The irony is, unlike our coined European, African and Native American heritage, we are a very embryonic nation long overdue for our waterloo. Historically we are still perceived to be a fledgling nation who in germinal stages of world leadership has who—somehow-- has unquestionably produced the most unprecedented republic ever chronicled in the canonized discourse of planet earth. At no other time during its evolution has mankind lived more comfortably.
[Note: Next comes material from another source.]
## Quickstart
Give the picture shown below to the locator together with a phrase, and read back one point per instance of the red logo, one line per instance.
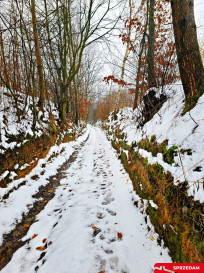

At no other time during the history of humanity has mankind engendered a accelerated utopia that continues still today, to serve as a global paradigm while, paradoxically, still grasping for its own national identity—perhaps still lodged in the political incubator, waiting to formatively peck at the shell of its own global individuality and collective ethos. Waiting for a message of hope to hatch.

*

On the eve of the current gulf war I had already been living in Bush-Regan era for almost 80% of my lifetime. Like most of my peers I thought that the war was completely unfounded but felt that the best way to voice my opinions was to protest passively. The last two years of my life had left me emotionally and financially pillaged. I was working eighty-hours a week at two jobs, living in the back of my ’92 Oldsmobile station wagon living off of starbucks and camel filters. I had just unexpectedly planted my father into the earth the previous spring, and my mother, because I was open about my vocation to write by dropping out of college, indulgently declaring myself an autodidact and academic insurgent (wryly noting that the all-too-obvious fact that there would be far more sentences in my novels than there would be scripted on my $80,000 caligraphic inked square) wanted little to do with me.
On the eve of the second gulf war I had lost everything. Riddled with debt, I worked as a teacher assistant at an alternative school during the day where I was cussed out every hour by students and superciliously informed by an insufferable social “mediators” that I obviously knew nothing about the lives these children were coming from. That I knew absolutely nothing even though I had spent fifteen years banging around the jaundiced hallways of academically deficient Peoria schools. Even though I myself lived off cafeteria lunches and had a mailbox that seemingly resembled a gas cap. Even though I myself worked third shifts at the campus library to afford the one three-hour educational class at Bradley University, the school where my Grandmother worked, where my father had received his Masters’—ironically, the school where I had originally dropped out of and the school whose infinite Campaign fund, amazingly, telephoned my Mom’s house soliciting cash only hours after my father had capitulated to cancer.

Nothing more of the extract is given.